JEDDAH: Fans of country music in Saudi Arabia were in mourning on Saturday after the death of Grammy award-winning legend Kenny Rogers.

The American singer, who was 81, is remembered in the Kingdom for playing a series of concerts at Saudi Aramco compounds in the summer of 1977.

Rogers performed for oil company staff and their families at Ras Tanura on June 30, Abqaiq on July 6 and Dhahran on July 7, just as his career was beginning to take off with his break-out single Lucille.

Donna Grothus-Collington, an American teacher in Ras Tanura, told the aramcoexpat website: “We loved having Kenny at our school gym and how excited everyone was. What grand memories, what golden years.”

Colleen Wilson, who lived in Abqaiq, wrote about the concert in her diary. She remembered tickets cost SR10, and the show was a 500-person sellout.

“He had a beard, a moustache that grew down into his beard, and long, straggly hair, but we thought he was the most handsome thing we had ever seen,” she said.

“He sang ‘Lucille’ of course, and we sang along with every word, as we had memorized it. He also sang ‘Rollin’On The River” from his TV show, and a lot of other songs we weren’t so familiar with.
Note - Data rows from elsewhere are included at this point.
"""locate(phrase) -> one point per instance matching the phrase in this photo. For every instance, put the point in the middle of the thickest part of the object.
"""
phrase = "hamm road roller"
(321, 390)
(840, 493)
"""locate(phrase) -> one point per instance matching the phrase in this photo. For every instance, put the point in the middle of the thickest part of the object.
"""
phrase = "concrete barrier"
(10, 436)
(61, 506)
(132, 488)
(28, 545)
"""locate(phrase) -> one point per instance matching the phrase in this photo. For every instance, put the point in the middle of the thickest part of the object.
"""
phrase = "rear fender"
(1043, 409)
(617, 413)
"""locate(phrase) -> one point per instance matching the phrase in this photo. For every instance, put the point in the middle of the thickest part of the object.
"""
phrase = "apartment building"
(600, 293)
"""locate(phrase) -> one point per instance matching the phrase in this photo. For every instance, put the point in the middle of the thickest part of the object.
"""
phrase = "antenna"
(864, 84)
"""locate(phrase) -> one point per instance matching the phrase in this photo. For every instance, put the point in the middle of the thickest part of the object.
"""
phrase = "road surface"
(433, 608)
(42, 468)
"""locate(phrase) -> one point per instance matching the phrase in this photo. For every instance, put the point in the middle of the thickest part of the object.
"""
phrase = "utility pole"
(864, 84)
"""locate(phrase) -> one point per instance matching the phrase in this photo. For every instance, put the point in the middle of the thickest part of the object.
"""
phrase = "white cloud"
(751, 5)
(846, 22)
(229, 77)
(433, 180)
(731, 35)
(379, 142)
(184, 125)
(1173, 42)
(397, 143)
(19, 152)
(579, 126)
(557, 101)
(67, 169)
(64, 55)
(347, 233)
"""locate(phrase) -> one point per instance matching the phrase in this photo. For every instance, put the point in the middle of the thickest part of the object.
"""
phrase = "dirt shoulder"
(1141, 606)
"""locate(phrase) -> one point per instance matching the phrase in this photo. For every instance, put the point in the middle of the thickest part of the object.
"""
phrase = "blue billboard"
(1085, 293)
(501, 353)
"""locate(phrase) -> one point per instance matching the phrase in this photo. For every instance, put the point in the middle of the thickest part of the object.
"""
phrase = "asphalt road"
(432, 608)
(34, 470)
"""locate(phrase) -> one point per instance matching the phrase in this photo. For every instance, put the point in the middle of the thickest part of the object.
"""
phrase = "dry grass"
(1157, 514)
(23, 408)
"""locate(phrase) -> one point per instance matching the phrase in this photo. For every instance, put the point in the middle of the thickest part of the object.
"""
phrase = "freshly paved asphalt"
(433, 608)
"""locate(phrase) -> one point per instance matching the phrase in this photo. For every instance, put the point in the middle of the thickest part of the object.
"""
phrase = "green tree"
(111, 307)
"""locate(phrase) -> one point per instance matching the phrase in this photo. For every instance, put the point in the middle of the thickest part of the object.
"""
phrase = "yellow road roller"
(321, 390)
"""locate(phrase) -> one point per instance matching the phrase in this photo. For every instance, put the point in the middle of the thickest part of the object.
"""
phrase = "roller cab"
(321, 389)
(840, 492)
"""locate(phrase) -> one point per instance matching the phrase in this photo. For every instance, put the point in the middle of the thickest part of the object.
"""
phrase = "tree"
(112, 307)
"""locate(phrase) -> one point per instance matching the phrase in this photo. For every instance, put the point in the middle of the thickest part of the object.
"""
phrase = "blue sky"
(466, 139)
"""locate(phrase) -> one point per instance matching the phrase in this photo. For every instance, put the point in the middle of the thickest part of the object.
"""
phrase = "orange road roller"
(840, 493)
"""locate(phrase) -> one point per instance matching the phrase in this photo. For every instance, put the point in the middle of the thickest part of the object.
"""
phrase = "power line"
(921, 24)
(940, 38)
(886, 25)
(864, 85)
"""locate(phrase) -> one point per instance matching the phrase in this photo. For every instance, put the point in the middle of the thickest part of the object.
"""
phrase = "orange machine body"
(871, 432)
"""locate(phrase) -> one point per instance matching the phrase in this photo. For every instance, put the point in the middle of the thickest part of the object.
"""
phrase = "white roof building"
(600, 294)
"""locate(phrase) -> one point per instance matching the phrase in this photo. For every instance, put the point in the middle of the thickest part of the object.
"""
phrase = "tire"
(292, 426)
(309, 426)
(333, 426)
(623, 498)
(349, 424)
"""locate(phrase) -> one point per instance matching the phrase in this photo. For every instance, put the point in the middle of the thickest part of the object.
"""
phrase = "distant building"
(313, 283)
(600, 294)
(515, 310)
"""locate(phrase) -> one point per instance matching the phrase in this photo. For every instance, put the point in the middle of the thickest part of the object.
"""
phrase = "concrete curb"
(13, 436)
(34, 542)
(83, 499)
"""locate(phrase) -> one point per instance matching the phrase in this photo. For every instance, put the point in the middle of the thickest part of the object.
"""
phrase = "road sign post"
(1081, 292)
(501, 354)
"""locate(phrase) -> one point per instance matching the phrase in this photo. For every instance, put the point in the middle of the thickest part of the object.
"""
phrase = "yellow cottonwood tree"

It was great.

“He did two shows that night, and we danced in between, so it was a lot of fun, and one of the highlights of that period of our life in Saudi Arabia.”

Rogers began a farewell tour in 2016 but in April 2018 he canceled the last few shows because of “health challenges.”

He “passed away peacefully at home from natural causes under the care of hospice and surrounded by his family,” the family said.